Cassavetes films were no doubt original and ignoring the studio system in production methodology allowed him to further explore realms of human nature that films overly concerned with turning profit could never do. So while Hollywood reinforced the American dream to keep people in their state of metaphorical sleep, Cassavetes fought feverishly to show them that our social codes of expression are learned, and thus fabricated, in an attempt to wake them up.
Cassavetes is also the subject of several books about the actor/filmmakers life. Cassavetes on Cassavetes is a collection of interviews collected or conducted by Boston University film scholar Ray Carney, in which the late filmmaker recalls his experiences, influences and outlook in the film industry. In the Oscar 2005 edition of Vanity Fair magazine, one of the articles features a tribute to Cassavetes with three members of his stock company: Rowlands, and actors Ben Gazzara and Peter Falk.

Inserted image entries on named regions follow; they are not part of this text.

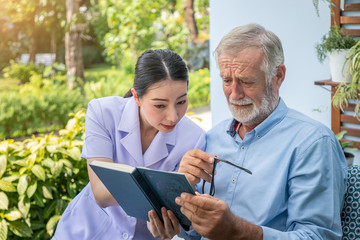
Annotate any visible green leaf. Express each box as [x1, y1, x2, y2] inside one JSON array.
[[26, 181, 37, 198], [0, 192, 9, 210], [2, 173, 20, 182], [18, 196, 30, 218], [31, 220, 45, 230], [55, 199, 68, 215], [43, 201, 57, 219], [51, 161, 63, 178], [0, 179, 16, 192], [67, 147, 81, 161], [33, 191, 45, 207], [46, 145, 58, 153], [42, 185, 53, 199], [9, 221, 32, 237], [46, 215, 61, 236], [59, 159, 73, 168], [0, 154, 7, 178], [17, 175, 29, 195], [31, 164, 45, 182], [0, 219, 8, 240], [41, 158, 54, 169], [4, 208, 22, 221], [67, 182, 77, 198]]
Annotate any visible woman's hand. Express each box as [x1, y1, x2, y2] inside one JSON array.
[[147, 207, 180, 239]]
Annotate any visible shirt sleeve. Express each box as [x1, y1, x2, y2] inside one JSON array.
[[81, 99, 113, 159], [262, 136, 346, 240]]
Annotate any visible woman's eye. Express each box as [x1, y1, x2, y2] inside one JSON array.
[[223, 79, 231, 85], [154, 104, 165, 108]]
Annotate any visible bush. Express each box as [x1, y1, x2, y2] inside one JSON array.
[[82, 46, 105, 68], [0, 64, 210, 139], [0, 111, 88, 239], [0, 75, 85, 139]]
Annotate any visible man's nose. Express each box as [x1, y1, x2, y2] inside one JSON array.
[[230, 80, 245, 100]]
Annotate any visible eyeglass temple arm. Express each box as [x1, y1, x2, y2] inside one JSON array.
[[214, 157, 252, 175]]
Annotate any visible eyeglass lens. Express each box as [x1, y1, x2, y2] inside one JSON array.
[[202, 157, 252, 196]]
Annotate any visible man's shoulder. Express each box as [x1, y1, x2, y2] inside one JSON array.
[[284, 108, 333, 136], [206, 118, 234, 136]]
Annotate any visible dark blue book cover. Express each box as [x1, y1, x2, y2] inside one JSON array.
[[90, 161, 195, 229]]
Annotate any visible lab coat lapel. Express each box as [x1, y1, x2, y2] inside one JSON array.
[[118, 97, 144, 166], [144, 127, 177, 167]]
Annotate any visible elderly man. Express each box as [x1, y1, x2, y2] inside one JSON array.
[[148, 24, 346, 240]]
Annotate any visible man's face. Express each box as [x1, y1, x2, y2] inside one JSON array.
[[218, 47, 280, 126]]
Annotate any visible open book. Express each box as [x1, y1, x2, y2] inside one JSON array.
[[90, 160, 195, 230]]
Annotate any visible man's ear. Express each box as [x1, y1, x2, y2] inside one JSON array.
[[131, 88, 141, 107], [275, 64, 286, 89]]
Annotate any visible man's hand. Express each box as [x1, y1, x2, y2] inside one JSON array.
[[175, 193, 263, 240], [147, 207, 180, 239], [178, 149, 214, 187]]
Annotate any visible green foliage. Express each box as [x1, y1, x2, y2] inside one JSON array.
[[0, 74, 84, 139], [3, 60, 44, 84], [332, 41, 360, 118], [82, 46, 104, 68], [99, 0, 209, 66], [0, 111, 88, 239], [336, 131, 357, 152], [184, 40, 209, 71], [188, 68, 210, 108], [315, 25, 356, 62], [0, 62, 210, 139]]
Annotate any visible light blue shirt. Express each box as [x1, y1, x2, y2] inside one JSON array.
[[53, 97, 205, 240], [183, 100, 347, 240]]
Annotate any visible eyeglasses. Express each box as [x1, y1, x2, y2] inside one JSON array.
[[202, 157, 252, 196]]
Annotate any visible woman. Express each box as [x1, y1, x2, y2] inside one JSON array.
[[53, 50, 205, 240]]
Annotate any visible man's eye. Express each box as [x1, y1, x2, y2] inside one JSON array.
[[154, 104, 165, 108], [223, 79, 232, 85]]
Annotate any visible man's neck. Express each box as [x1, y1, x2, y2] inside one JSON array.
[[237, 123, 259, 139]]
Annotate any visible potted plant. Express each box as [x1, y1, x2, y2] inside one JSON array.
[[336, 131, 358, 167], [315, 25, 356, 82], [332, 41, 360, 116]]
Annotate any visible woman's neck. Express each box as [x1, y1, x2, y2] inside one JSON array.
[[139, 108, 159, 154]]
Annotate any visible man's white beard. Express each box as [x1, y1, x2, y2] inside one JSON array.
[[229, 85, 279, 126]]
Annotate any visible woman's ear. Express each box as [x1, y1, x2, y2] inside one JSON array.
[[131, 88, 141, 107]]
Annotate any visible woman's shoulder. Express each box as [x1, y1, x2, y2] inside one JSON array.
[[88, 96, 129, 115], [177, 116, 205, 136]]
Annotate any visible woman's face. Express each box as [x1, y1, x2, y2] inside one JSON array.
[[134, 80, 188, 133]]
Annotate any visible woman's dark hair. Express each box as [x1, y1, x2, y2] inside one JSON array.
[[124, 49, 189, 97]]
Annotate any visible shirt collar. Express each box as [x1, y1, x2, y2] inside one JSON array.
[[227, 98, 288, 137]]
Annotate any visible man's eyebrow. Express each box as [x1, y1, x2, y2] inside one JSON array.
[[151, 93, 187, 102]]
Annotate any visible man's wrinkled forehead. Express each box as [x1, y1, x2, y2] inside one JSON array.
[[218, 48, 264, 72]]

In the Robert Crais books The Monkey's Raincoat and Stalking the Angel the main character Elvis Cole is noted to look like John Cassavetes '20 years ago'. He also uses the name Johhny Staccato when giving his details to an apartment guard.
Washington D.C. band Fugazi recorded a tribute on 1993 record 'In on the Killtaker' called "Cassavetes".
Jem Cohen's film about the band, 'Instrument' is dedicated to Cassavetes, as well as D. Boon of the 1980s punk rock band the Minutemen.
New York City band Le Tigre released 'What's Yr Take On Cassavetes?', on their self-titled album, featuring a debate between two widely-opinionated individuals on the actor. This is exemplified by the song featuring two vocalists, each of them being used to assert these differing opinions.
On the album The Gap (2000) by Chicago band Joan of Arc, there is a song titled "John Cassavetes, Assata Shakur, and Guy Debord Walk Into a Bar.."
The season finale of Moral Orel entitled "Nature, Part 2" on July 15, 2007 was dedicated to John Cassavetes.
Elaine May's Mikey and Nicky (1976), featuring Falk and Cassavetes, was an overt homage to Cassavetes in cultural / thematic scope, cinematography, and the improvisational nature of the acting.
In the 1993 Denis Leary song "I'm an Asshole" Leary states he is going to get "The Duke" (John Wayne), John Cassavetes, Lee Marvin, Sam Peckinpah and a case of whiskey then drive down to Texas before being cutoff by a bandmate and getting called an asshole.
The Hold Steady's 2008 album Stay Positive makes various allusions to Cassavetes's Opening Night, the closing song "Slapped Actress" being the most explicit.